Younger Candidates?

Jan 19, 2012

At the age of 23, Elizabeth Fricke is one of the youngest elected officials in the state. Fricke has started serving her third year on the city council of Kenton Vale, a city of about 110 people situated in between Covington and Fort Wright.  Legislation in the Kentucky General Assembly might encourage even younger politicians by dropping the minimum age to run for city offices to 18.  Kentucky law sets the minimum age to run for mayor at 25 and for a city legislative body at 21.

State Rep. Adam Koenig, R-Fort Wright, who in the early 1990s won election to Villa Hills City Council when he was 22, drafted the bill.

“I’m of the opinion if you are old enough to sign up for the armed forces, you ought to be able to run for office,” Koenig said. “I’ve encountered resistance from some legislators. Some argue they need more life experience, to which I say, I trust the voters are smart enough to decide whether someone has enough experience.”

Fricke said she would like to see other young people get involved in their towns. She grew up with a family involved in local politics – her father is on city council – and she decided to run in 2008.

Since then, she’s split her time as a public official and as a graduate student studying public administration. She also serves on regional boards, like the Northern Kentucky Area Planning Commission’s governing council.

Fricke said other young adults shouldn’t be afraid to run for public office.

“I say go for it,” Fricke said. “It is a positive experience. Even if you don’t have a successful campaign, in a short amount of time, you will gain a lot more knowledge.”

Few young people hold public office in Kentucky, according to a 2010 survey by the Kentucky League of Cities. Only 3.5 percent of elected officials in Kentucky cities are under the age of 30 and 8.5 percent below the age of 40, according to the survey. Most people elected in 2010 in Kentucky on the city level, 74 percent, are above the age of 50.

KLC opposes lowering the minimum age for the elected offices in cities, said J.D. Chaney, director of governmental affairs for KLC.

“Our board of directors considered it and they voted to oppose the legislation,” Chaney said. “In their discussion, they thought that, especially for the mayor’s position acting effectively as the chief executive officer of a city, that was too young and too inexperienced to successfully manage the city. They feel especially that the mayor’s position acting as a CEO for the city, managing personnel employees and day-to-day operations, needed some experience. They felt it was too young.”

Few states set an age limit for elected offices in cities, said Jeffrey Nadel, vice president of the National Youth Rights Association, an organization that has fought to lower the voting age to 16. The Kentucky House Republican Caucus’ research for Koenig’s bill claims 44 states allow 18-year-olds to run for city office.
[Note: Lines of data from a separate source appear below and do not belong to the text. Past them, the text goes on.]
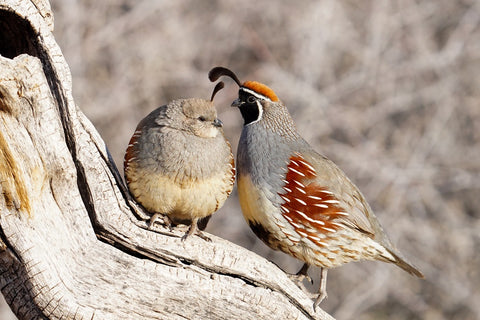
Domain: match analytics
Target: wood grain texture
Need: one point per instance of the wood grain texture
(72, 243)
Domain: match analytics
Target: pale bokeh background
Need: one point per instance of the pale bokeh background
(389, 90)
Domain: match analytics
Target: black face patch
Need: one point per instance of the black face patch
(250, 108)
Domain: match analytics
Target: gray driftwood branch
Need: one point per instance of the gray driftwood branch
(72, 245)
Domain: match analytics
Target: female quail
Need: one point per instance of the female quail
(178, 162)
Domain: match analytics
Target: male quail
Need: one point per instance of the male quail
(295, 199)
(178, 162)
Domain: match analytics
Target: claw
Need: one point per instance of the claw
(301, 275)
(157, 217)
(194, 230)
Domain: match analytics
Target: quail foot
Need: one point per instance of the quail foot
(179, 164)
(295, 199)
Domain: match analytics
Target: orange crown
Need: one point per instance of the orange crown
(260, 88)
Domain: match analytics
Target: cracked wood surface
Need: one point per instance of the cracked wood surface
(72, 244)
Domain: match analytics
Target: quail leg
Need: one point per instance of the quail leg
(194, 230)
(301, 275)
(322, 291)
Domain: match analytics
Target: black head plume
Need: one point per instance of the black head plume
(217, 72)
(217, 88)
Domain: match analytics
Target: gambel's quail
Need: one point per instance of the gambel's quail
(295, 199)
(179, 164)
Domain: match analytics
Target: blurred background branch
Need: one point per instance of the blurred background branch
(389, 90)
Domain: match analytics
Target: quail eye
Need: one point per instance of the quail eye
(251, 99)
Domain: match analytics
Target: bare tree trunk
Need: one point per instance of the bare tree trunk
(72, 245)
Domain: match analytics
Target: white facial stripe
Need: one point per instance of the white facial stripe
(256, 94)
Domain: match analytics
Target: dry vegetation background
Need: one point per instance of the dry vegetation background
(387, 89)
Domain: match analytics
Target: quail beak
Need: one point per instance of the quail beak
(217, 123)
(237, 103)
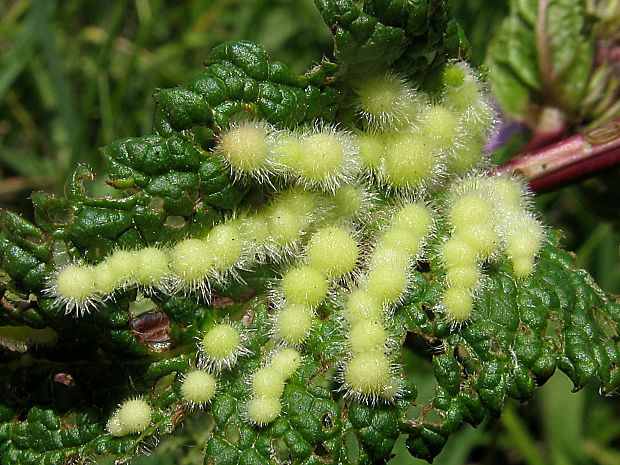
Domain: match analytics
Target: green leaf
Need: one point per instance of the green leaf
(542, 54)
(240, 82)
(412, 37)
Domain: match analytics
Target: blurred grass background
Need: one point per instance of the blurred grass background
(77, 74)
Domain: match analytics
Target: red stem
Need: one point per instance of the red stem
(571, 158)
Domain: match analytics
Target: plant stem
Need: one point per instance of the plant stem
(569, 159)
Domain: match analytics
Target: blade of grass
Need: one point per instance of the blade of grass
(25, 43)
(71, 140)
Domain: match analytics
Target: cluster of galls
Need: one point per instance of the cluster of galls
(317, 228)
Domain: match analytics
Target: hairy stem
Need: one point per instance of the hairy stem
(569, 159)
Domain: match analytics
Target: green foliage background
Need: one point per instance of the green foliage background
(75, 75)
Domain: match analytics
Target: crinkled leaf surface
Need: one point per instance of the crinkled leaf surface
(57, 399)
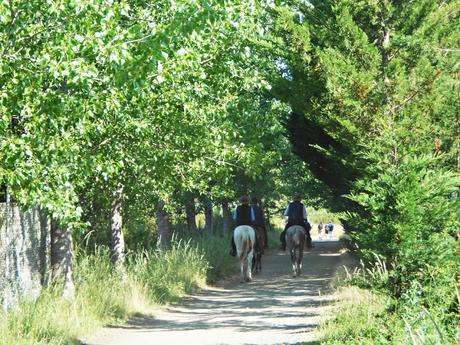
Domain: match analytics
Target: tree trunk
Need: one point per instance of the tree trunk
(163, 226)
(226, 218)
(116, 234)
(208, 217)
(190, 213)
(62, 258)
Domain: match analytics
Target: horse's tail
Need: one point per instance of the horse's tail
(299, 238)
(243, 241)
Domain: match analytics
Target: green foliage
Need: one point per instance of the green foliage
(105, 297)
(373, 87)
(362, 317)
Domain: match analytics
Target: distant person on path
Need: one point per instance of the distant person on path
(243, 215)
(296, 214)
(320, 228)
(330, 227)
(259, 219)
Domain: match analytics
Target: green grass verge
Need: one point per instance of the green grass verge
(361, 316)
(104, 297)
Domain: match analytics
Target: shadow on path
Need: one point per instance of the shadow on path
(274, 308)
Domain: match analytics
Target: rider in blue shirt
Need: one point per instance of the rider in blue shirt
(296, 214)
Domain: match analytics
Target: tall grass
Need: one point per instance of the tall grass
(106, 297)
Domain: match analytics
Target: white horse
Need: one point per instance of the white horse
(295, 241)
(245, 238)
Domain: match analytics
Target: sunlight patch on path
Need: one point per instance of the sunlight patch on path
(273, 309)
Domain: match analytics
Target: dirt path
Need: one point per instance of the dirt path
(273, 309)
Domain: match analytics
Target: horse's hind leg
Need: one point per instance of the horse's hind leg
(299, 262)
(249, 264)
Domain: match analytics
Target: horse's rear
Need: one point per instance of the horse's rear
(295, 242)
(244, 236)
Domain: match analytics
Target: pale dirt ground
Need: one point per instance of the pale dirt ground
(273, 309)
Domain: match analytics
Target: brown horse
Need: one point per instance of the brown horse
(258, 249)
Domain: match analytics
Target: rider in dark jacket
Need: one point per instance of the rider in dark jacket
(296, 214)
(259, 218)
(243, 215)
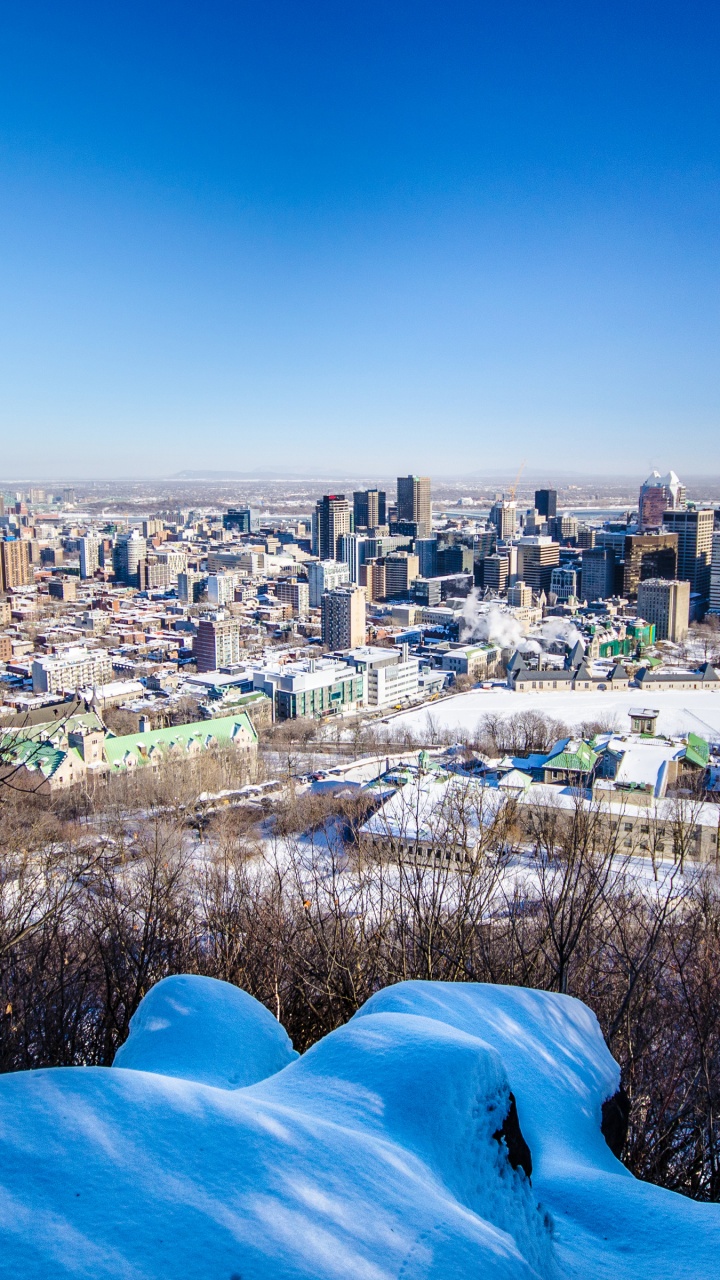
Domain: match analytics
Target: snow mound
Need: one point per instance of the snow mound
(387, 1152)
(205, 1031)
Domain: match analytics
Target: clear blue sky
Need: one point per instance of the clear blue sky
(443, 236)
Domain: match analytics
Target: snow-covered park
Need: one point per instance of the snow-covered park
(680, 712)
(447, 1132)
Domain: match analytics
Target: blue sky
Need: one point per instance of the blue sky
(359, 236)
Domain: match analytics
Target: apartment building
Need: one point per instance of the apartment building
(666, 603)
(343, 617)
(72, 670)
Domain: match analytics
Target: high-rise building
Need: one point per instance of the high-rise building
(666, 604)
(493, 572)
(240, 519)
(127, 554)
(597, 580)
(324, 576)
(331, 521)
(425, 551)
(343, 617)
(217, 644)
(537, 557)
(504, 516)
(715, 575)
(693, 526)
(648, 556)
(352, 551)
(546, 503)
(369, 508)
(89, 554)
(564, 581)
(14, 563)
(414, 503)
(295, 593)
(657, 496)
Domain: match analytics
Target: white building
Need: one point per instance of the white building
(390, 675)
(72, 670)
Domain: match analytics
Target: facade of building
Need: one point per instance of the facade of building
(537, 557)
(71, 670)
(326, 576)
(657, 496)
(369, 508)
(693, 528)
(89, 554)
(648, 556)
(332, 519)
(14, 563)
(666, 603)
(130, 549)
(296, 594)
(546, 503)
(217, 644)
(343, 617)
(414, 503)
(564, 583)
(597, 574)
(715, 575)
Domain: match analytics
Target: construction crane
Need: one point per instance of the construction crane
(516, 480)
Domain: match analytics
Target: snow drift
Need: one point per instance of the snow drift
(396, 1147)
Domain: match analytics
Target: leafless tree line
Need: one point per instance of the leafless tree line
(311, 923)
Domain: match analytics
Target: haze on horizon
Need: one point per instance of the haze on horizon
(359, 238)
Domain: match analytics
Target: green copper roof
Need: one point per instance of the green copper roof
(575, 757)
(144, 748)
(697, 752)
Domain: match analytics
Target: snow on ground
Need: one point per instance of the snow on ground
(374, 1156)
(680, 712)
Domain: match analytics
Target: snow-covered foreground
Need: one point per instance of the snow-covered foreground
(377, 1155)
(695, 712)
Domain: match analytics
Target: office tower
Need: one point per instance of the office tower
(14, 563)
(546, 503)
(332, 520)
(715, 574)
(352, 551)
(130, 549)
(693, 526)
(597, 566)
(217, 644)
(414, 504)
(240, 519)
(295, 593)
(425, 551)
(369, 508)
(89, 554)
(520, 595)
(537, 557)
(324, 576)
(504, 516)
(657, 496)
(666, 604)
(648, 556)
(564, 581)
(343, 617)
(188, 585)
(493, 571)
(563, 529)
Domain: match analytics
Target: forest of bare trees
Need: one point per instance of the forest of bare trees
(95, 910)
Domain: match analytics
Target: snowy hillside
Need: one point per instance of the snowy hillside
(390, 1150)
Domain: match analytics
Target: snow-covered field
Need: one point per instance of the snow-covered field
(679, 712)
(386, 1152)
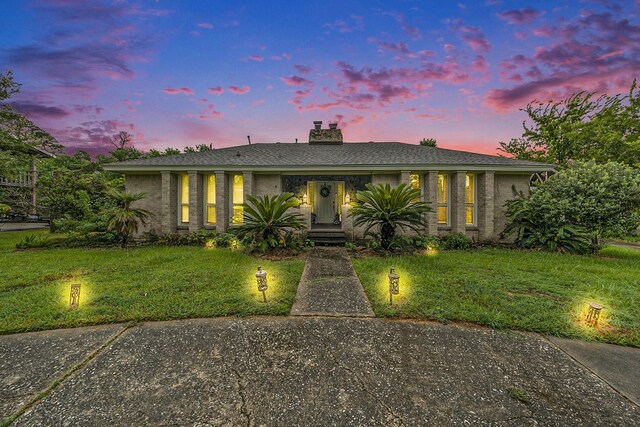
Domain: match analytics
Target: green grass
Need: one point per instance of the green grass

“I would definitely say Kentucky is unusual in that regard,” Nadel said. “As sort of an observer looking at this from a common sense perspective, I think it is absurd to bar taxpaying adults capable of serving in the military from holding office. If you don’t think they’re qualified, don’t vote for them.”

Ohio law sets the minimum age for city offices at 18. Indiana doesn’t have a statewide minimum age for city offices.

If politicians want young people involved in the electoral process, young people will need the ability to run for office, said Luke Hall, 19, a freshman at Miami University studying political science. After graduating from Lakota East High School in the spring of 2010, Hall last fall ran for the school board in the Lakota school district.